Far better than anything you’ve ever written:
https://old.reddit.com/r/redscarepod/comments/14vwmur/in_2015_i_moved_to_north_dakota_to_work_in_the/
just reddited it, was a waste of time and boring. no twists, spins, sidekicks, no punch, no humor. who gives a flying FVCK about a bunch of losers and cucks working in the middle of nowhere. what makes this “good” in your mind is beyond my comprehension.
Bon appetit ***. Fucking loser. You’ll have nothing.
Peace and love to you.
Pimp handed by God into cement. Suck my dick.
Pray for my fortune, bitch-ass
Glad you got your Twitter back, Tacos. Keep the faith! I know you will.

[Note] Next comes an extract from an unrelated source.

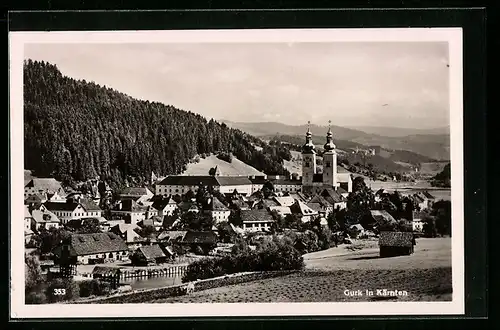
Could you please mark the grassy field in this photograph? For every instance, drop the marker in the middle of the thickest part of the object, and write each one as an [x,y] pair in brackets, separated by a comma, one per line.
[425,276]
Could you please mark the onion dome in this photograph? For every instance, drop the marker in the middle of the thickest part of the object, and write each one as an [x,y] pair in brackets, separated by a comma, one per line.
[308,147]
[329,146]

You look 10 years older than you are.
VAXXED
Tacos needs to embrace the fact that he lives in the greatest city in America. LA is basically the NYC of the west coast, let’s be honest. If you are not constantly filling your calendar with fun things to do in LA, then you are clearly missing out. Do something interesting in LA. Pick anything. This is the most dynamic town in the world. Everyone knows about Los Angeles. Everyone wants to visit or live here. You are a sick idiot if you are not constantly having fun in the City of Angels.